Ignacio Mendoza

The day-to-day work of Heineken Spain’s legal department

We have a legal team that is very difficult to beat. So says Heineken Spain’s legal director, Ignacio Mendoza (pictured). After more than six years of developing his professional career at Coca Cola, he joined the brewing company where he leads five professionals who are part of the firm’s in-house legal department. According to the in-house lawyer in dialogue with Iberian Lawyer, the legal department of Heineken Spain is very powerful, very dynamic and is clearly focused on the business and the achievement of the company’s strategy. Proud of his team, Ignacio Mendoza maintains that combining different profiles with different backgrounds within the same group of people is the key to success. 

 What is your main activity as in-house lawyer for Heineken Spain?  

The main activity of an in-house lawyer is legal advice and in my case it is no different, although the functions of an in-house lawyer go much further. In-house lawyers must advise their internal clients so that they have the right tools to carry out their functions, but they must also raise awareness so that it is more of a preventive than a reactive function, they must carry out a risk assessment so that the decisions taken are as controlled as possible, They must adapt their language so that the people in the business understand the implications, align themselves with the function and feel more identified with it and, above all, they must know the business in depth so that the in-house lawyer is an active part in drawing up the strategy, taking into account all the implications. On that basis, as far as I am concerned, management occupies a fundamental part of my time, both in terms of the department and the people who work in it, as well as in defining the challenges, priorities and where we want to go as a law firm.  

How important is the legal department within the company?  

Within Heineken España, as in any other company of a certain size, the legal department plays a key role. This is because the legal departments end up having a very transversal vision of the business, advising all the departments of the company and in the vast majority of decisions. In this way, the members of the legal department end up having a global vision of the company and of all the projects that are underway, so that it is easier to help in drawing up the strategy, selecting priorities and sometimes even coordinating the business and helping it to align when there are projects or decisions in one department that may have implications for another. In short, legal departments should not only be limited to advising but should also be an active part of the strategy and participate in it.
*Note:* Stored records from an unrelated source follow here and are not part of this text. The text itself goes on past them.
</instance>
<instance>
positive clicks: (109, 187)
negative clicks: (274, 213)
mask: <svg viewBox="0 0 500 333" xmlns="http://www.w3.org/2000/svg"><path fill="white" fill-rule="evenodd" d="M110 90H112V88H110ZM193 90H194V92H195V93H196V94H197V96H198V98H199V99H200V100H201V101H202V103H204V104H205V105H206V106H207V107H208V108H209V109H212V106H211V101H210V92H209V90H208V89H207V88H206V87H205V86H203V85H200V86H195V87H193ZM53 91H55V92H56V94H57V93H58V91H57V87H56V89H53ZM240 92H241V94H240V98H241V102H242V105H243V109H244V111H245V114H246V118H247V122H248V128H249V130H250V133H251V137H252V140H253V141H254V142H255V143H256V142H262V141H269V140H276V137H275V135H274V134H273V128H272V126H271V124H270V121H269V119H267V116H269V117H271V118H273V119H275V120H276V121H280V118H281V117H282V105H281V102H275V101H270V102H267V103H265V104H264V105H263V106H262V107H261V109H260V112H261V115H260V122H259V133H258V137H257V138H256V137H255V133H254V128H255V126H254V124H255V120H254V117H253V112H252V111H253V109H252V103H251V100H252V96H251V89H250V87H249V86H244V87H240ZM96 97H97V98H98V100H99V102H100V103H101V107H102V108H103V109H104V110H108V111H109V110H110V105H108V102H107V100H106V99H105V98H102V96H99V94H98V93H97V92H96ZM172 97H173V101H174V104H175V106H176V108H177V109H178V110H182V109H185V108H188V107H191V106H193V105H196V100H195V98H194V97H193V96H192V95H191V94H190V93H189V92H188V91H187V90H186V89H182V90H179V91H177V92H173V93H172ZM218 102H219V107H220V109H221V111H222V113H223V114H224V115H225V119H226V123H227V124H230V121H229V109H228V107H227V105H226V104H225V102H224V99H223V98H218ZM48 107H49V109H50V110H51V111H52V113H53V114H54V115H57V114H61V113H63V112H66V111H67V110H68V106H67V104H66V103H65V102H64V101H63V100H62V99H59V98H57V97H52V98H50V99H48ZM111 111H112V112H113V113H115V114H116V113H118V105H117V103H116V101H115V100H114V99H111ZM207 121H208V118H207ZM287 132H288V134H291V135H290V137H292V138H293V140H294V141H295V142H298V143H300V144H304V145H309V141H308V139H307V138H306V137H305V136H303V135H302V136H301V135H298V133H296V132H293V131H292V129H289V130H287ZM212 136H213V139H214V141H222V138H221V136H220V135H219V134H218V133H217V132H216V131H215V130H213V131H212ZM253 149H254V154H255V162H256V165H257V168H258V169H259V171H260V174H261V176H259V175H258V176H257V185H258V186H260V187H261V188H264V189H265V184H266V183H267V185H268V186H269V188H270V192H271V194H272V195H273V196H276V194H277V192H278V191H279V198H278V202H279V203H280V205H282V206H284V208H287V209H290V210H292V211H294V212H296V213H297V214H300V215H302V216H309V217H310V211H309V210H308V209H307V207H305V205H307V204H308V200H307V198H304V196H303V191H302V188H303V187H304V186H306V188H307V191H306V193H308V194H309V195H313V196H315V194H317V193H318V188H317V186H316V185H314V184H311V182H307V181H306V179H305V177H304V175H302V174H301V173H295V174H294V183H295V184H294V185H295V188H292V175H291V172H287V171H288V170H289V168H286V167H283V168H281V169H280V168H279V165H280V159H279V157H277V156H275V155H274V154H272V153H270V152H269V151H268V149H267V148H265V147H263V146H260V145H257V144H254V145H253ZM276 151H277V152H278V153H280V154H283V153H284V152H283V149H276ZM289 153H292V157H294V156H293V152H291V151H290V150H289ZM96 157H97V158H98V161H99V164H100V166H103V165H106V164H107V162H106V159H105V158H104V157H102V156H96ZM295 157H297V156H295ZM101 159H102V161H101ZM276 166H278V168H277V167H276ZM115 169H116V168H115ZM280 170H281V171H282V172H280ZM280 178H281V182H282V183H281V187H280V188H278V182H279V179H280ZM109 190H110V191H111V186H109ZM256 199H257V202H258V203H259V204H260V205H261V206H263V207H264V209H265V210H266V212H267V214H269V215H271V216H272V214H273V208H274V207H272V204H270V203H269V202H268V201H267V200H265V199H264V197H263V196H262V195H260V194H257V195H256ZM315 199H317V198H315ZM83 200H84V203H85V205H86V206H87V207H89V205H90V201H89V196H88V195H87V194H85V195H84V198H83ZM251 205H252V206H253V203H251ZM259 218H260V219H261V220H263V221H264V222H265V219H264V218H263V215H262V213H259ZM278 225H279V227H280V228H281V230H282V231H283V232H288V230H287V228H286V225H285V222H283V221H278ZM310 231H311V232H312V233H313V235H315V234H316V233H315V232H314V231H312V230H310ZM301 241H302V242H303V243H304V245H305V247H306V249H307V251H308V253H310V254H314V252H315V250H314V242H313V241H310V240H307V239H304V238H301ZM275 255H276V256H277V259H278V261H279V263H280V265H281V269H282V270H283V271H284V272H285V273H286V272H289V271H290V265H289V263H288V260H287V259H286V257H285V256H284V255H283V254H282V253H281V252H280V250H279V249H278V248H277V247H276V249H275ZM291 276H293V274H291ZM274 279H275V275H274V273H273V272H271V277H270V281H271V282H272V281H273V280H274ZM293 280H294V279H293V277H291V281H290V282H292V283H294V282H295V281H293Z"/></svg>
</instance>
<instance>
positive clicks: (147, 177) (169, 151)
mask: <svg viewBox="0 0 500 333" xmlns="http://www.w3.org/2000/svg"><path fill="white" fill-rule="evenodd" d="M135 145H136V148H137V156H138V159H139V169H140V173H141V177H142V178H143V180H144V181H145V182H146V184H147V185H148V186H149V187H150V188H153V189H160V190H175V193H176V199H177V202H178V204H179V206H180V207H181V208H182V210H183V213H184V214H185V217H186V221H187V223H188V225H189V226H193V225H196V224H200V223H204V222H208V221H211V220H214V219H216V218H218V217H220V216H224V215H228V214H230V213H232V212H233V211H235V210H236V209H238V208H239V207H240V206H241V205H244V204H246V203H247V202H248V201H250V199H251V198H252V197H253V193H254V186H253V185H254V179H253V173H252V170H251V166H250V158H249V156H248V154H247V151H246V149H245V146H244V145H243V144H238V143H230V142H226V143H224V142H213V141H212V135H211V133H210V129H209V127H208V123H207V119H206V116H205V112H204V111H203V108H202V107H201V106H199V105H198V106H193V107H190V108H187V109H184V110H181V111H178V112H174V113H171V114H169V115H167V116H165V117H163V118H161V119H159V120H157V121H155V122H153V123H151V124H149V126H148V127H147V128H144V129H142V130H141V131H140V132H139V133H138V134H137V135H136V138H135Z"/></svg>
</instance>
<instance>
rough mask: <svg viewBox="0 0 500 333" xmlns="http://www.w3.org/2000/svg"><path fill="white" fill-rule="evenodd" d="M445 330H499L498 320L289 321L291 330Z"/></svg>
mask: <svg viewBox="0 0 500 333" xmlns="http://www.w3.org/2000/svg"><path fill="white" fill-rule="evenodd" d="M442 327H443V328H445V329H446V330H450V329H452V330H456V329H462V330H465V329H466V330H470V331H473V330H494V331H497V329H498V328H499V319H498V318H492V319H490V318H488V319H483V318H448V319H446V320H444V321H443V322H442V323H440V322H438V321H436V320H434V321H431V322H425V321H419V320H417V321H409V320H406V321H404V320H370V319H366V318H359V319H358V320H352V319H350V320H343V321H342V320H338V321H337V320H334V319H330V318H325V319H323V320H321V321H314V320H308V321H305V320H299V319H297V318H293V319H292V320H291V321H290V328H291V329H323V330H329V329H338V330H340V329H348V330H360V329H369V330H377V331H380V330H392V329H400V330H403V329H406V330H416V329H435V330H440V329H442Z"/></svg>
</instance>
Thus, in Heineken Spain, we are lucky, thanks to the generosity of the Directors of each of the different departments of the company, to always have at least one member of the team in the regular meetings of the first executive line of each department, so that when relevant decisions are taken for the business, there is a lawyer from the very first moment of the decision, helping the teams to understand the implications of their decisions and to adapt the path if necessary to reach them.  

What are the characteristics or particularities of the legal department?  

The main particularity of the legal department is that, unlike a law firm, for example, excellence in legal advice is important but it is not such a fundamental pillar on which everything must be based. Of course, legal advice must be excellent, but there are more variables that come into play here. There is an important part of management, given that sometimes the support of external firms is needed to carry out the tasks; there is a fundamental part of risk assessment and decision making, so that this assessment is as realistic as possible and not as protectionist as possible or else the business, which after all are your clients, will see you more as an enemy than an ally; there is another part that is interpretative and even imaginative at times in terms of regulatory changes and interpretations of the rules; and then there is a very important part of language adaptation. We must bear in mind that on a day-today basis, corporate lawyers work with non-legal profiles, so it is not reasonable to think that you can speak in the same way to a colleague from a law firm as to a commercial profile, just as we would not speak to an English person in Spanish if we know that he or she does not understand the language. Finally, it is essential to know the business in depth. Otherwise, it would be impossible to know the implications of the changes we sometimes ask to make and it would be a source of constant confrontation. Therefore, before proposing options and discussing them with the business, it is essential to discard those that, due to the idiosyncrasies of the business, do not make sense, and thus avoid frustration and confrontation on all sides.